(sorry if I'm being silly, I'm a noob in all things arts and literature)
I was reading some stuff and realized that, when hope is the matter, the symbols are usually variations of these: nature awakening (flowers blooming, birds singing...), sunrise, sun coming from behind clouds, illuminated subject in a dark ambient.
As a mental exercise, I tried to remember/think of other images that are used or could be used to convey hope, but I can't think of any.
Have you ever written or read anything that uses other symbols to convey similar feelings as the images mentioned?
Keeping a fire alive is common, proverbial or literal.
Or when wives go out to a Widows Peak every day in anticipation of a husband that had to sail away. Although, maybe that's more a faith thing.
In the Dark Tower series
spoiler
Roland's situation is revealed to be cyclical, and yet we feel hope when he repeats again but with the horn of elder.
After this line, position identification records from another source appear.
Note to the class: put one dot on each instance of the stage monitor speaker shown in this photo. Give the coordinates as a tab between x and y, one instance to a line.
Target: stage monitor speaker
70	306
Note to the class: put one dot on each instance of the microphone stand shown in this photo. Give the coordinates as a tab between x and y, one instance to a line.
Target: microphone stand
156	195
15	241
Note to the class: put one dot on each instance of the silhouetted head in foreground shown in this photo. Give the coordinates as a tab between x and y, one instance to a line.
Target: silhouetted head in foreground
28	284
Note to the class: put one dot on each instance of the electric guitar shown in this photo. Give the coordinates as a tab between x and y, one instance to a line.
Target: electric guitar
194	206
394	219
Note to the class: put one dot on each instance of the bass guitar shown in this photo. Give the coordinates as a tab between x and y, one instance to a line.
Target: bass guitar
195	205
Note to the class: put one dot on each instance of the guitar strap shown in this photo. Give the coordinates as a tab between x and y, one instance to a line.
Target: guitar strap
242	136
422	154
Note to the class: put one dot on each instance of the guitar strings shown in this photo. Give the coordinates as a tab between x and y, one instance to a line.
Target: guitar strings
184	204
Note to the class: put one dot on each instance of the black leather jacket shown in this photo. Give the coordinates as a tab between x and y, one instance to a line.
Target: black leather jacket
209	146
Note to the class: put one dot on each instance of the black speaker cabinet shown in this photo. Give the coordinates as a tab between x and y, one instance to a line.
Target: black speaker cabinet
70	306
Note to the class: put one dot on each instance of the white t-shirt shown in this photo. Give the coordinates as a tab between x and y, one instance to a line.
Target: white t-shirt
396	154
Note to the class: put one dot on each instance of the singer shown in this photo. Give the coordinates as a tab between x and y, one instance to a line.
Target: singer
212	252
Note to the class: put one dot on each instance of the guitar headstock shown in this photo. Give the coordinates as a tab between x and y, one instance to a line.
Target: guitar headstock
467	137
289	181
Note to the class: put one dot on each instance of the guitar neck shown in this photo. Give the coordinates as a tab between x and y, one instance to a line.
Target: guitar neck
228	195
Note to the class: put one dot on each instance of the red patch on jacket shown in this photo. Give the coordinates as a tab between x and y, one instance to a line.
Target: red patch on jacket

My favorite use of this motif is in No Country for Old Men (the movie, I haven't actually read the book). Sheriff Bell, trying to reconcile faith in the Christian God with the seeming random cruelty of his world, speaks of dreaming that his long-dead father is sitting just up a path in the dark, waiting for him, a fire lit to guide the way. And then he wakes up, which I take to mean he comes to believe that his dream was just a dream, his father is not lighting the way to God, God is not there and never was— which dovetails nicely with a lesson Bell learns from his uncle earlier in the film about the world having always been just as cruel as it is in Bell's time.
The Road by McCarthy has the child keeping the fire.